As he says, for older people it may be nostalgia for old
technologies, others like the simplicity of the protocol and
file format.
(DIR) baud.baby
(TXT) post
I also think that people like to be able to express
themselves in a secret place, away from the general public.
## Why I use Gopher
I like the fact that it's a remote corner of the Internet
that's hard to get to. I think it makes the experience
interesting. It's rare for someone to stumble across a
Gopher website by chance; you have to be curious and often
passionate.
The community aspect appeals to me, in fact most of the
Gopher servers currently running are managed by pubnixes,
and my files are themselves behind the tilde.pink server.
(HTM) tilde.pink
I also like the fact that Gopher websites are only consumed
by humans, because the companies that scrap the content of
websites aren't really interested in this protocol. It's too
little used and it wouldn't be profitable for them.

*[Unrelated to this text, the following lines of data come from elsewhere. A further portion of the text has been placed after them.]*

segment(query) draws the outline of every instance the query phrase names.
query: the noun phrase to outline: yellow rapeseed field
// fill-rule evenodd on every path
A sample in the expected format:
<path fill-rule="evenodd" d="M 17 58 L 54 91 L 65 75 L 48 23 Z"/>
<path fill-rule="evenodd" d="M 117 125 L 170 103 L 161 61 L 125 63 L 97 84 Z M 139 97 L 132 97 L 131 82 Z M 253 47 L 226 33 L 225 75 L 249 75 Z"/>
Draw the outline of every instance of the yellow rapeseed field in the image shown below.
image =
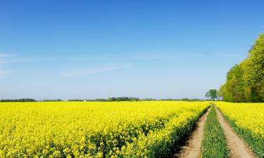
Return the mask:
<path fill-rule="evenodd" d="M 206 102 L 0 103 L 0 157 L 157 157 L 170 154 Z"/>
<path fill-rule="evenodd" d="M 264 157 L 264 103 L 218 102 L 216 105 L 255 154 Z"/>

The Gopher protocol and the documents it carries are very
light. I find it more interesting to concentrate on content
rather than form, unlike most modern HTML pages which are
highly stylized and carry a lot of elements for the web
browser to load. For my personal website, I want this
workload to be very low.
I like this simplicity.
## End of my gemtext files maintenance
I also really like the Gemini protocol, but I'd rather
concentrate exclusively on Gopher, so I've deleted my old
gemtext files and will only be maintaining my gph files. I
will still continue to consume content through Gemini but
for the time being I won't be producing any more.
(HTM) Gemini
## Conclusion
I love Gopher and its ecosystem more than ever, and I intend
to keep my little part of Gopherspace up to date.